WNS (HOLDINGS) LTD filed this Form 6-K on 08/23/2018
Entire Document

2.6 “Code” means the Internal Revenue Code of 1986, as amended.

2.7 “Committee” means the committee of the Board described in Article 12 hereof.

2.8 “Consultant” means any consultant or adviser if: (a) the consultant or adviser renders bona fide services to the Company; (b) the services rendered by the consultant or adviser are not in connection with the offer or sale of securities in a capital-raising transaction and do not directly or indirectly promote or maintain a market for the Company’s securities; and (c) the consultant or adviser is a natural person who has contracted directly with the Company or any Subsidiary to render such services.

2.9 “Covered Employee” means an Employee who is, or could be, a “covered employee” within the meaning of Section 162(m) of the Code.

2.10 “Deferred Share” means a right to receive a specified number of Shares or ADSs during specified time periods pursuant to Section 8.4 hereof.

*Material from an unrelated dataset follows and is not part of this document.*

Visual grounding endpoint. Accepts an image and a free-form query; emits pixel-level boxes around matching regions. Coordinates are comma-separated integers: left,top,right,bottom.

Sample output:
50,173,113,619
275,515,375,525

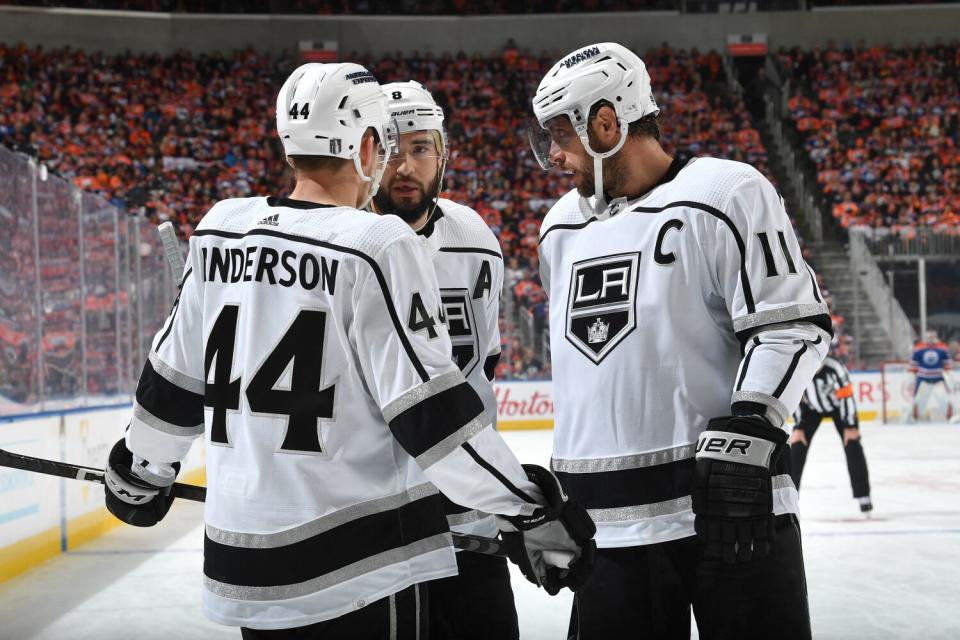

2.11 “Disability” means that the Participant qualifies to receive long-term disability payments under the Company’s long-term disability insurance program, as it may be amended from time to time. Notwithstanding anything herein or in any Award Agreement to the contrary, if a Disability constitutes a payment event with respect to any Award that is subject to United States income tax and which provides for a deferral of compensation that is subject to Section 409A of the Code, the Participant shall only experience a Disability hereunder for purposes of the payment of such Award if the Participant is “disabled” within the meaning of Treasury Regulation Section 1.409A-3(i)(4).

2.12 “Effective Date” shall have the meaning set forth in Section 13.1 hereof.

2.13 “Eligible Individual” means any person who is an Employee, a Consultant or an Independent Director, as determined by the Committee.

2.14 “Employee” means any officer or other employee (as defined in accordance with Section 3401(c) of the Code) of the Company or any Subsidiary.

2.15 “Equity Restructuring” shall mean a nonreciprocal transaction between the Company and its shareholders, such as a Share dividend, Share split, spin-off, rights offering or recapitalization through a large, nonrecurring cash dividend, that affects the number or kind of Shares (or other securities of the Company) or the Share price of Common Stock (or other securities) and causes a change in the per Share value of the Common Stock underlying outstanding Awards.

2.16 “Exchange Act” means the Securities Exchange Act of 1934, as amended.